Critique : The Samaritan – Sam Jackson a un regard bien… Zehef

Affiche du film The Samaritan sur laquelle Samuel L. Jackson pointe une arme en protégeant Ruth Negga.

En ce moment, la campagne des Avengers bat son plein. Sur les réseaux sociaux, dans les magazines, on n’entend parler que de la bande de super-héros. Certains chanceux ont même déjà eu la chance de les voir à l’écran.

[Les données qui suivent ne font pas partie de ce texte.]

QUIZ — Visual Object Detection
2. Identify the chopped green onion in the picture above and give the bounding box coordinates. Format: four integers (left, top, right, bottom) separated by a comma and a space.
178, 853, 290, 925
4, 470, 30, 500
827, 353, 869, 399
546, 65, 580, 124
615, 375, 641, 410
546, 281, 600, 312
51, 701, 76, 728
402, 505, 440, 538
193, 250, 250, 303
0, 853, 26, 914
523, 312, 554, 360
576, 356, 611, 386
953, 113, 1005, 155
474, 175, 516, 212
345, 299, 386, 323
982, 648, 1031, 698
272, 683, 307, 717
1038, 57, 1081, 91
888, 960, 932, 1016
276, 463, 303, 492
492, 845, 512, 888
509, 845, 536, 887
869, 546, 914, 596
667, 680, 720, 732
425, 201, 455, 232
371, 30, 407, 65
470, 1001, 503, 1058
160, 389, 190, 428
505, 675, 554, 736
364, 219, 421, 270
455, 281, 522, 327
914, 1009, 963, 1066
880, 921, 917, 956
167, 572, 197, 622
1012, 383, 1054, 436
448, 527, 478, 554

Quel rapport avec The Samaritan ? Samuel L. Jackson, Mr Cool, le légendaire « Bad Motherfucker ». L’acteur, qui tourne en ce moment même son 137ème projet avec son ami Quentin Tarantino (Django Unchained), est en forme, continue d’enchaîner les plateaux et n’est pas près de prendre sa retraite.

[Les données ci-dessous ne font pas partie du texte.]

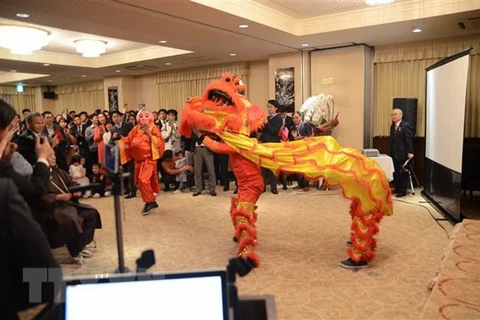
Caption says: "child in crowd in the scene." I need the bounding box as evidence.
[90,163,110,199]
[173,151,187,193]
[68,154,92,198]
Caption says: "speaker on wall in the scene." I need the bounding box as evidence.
[43,91,57,99]
[393,98,418,136]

Puisque nous n’avons pas eu la chance de voir Avengers, nous avons décidé de parler de ce fameux Samaritan qui fera probablement beaucoup (beaucoup) moins de succès. Dans le long métrage, Sam incarne Foley, l’homme qui n’a pas de prénom, un criminel qui sort tout juste de cabane après y avoir passé 25 ans pour le meurtre de son ancien partenaire. A peine arrivé en ville, il tombe sur un mystérieux individu qui a décidé de le faire chanter pour une obscure raison. Mais difficile de la faire à l’envers à Shaft, Jules Winnfield et Zeus Carver, trois mecs réunis dans un même corps à qui il ne vaut mieux pas chercher des noises.

Photo de Samuel L. Jackson pointant son arme vers un ennemi avec un air énervé dans le film The Samaritan.

Tout d’abord, sachez que vous ne regarderez sûrement pas The Samaritan. Pourquoi ? Parce qu’il est réalisé avec les pieds par un tâcheron (David Weaver), ce qui fait que vous ne trouverez ce film nulle part, hormis peut être chez Babou pour les promotions de Noël. Mais ne l’achetez surtout pas. Pour vous faire économiser de l’argent, nous allons vous le raconter. Rempli de dialogues philosophiques à la Jean Claude Van Damme du type, « Si tu continues à faire ce que tu as toujours fait, tu continueras à être ce que tu as toujours été », The Samaritan reprend cette fameuse morale du passé qui finit toujours par vous rattraper.

Dans la première demi-heure, on retrouve un Sam Jackson plutôt sobre, fatigué, qui s’éprend d’une jeune fille toxicomane qu’il aidera à sortir de son triste quotidien. Vous aurez droit à de jolies scènes de Love puis à d’autres plus glauques dans lesquelles Sam regarde amoureusement sa compagne se faire des piqures d’héroïne dans les veines des pieds, sûrement ceux qui ont servi à porter la caméra. Seulement, lorsque le jeune gangster qui lui rôde autour depuis un moment lui annonce que la belle donzelle est sa fille, Sam se met à dégueuler. Et à faire ses gros yeux. Tout le monde les connaît ses gros yeux. Ceux là :

Photo de Samuel L. Jackson récitant son discours dans le film Pulp Fiction de Quentin Tarantino.

Voilà, vous savez tout de The Samaritan. Il y a aussi une histoire d’arnaque faite à ce bon vieux Tom Wilkinson (Michael Clayton), venu pour mieux vendre le nanar et qui en fait des tonnes façon Rock’n’rolla. En ce qui concerne les scènes d’action promises dans la bande annonce, elles ont préféré se cacher. Peut être dans la suite. Probablement pas, le héros meurt à la fin.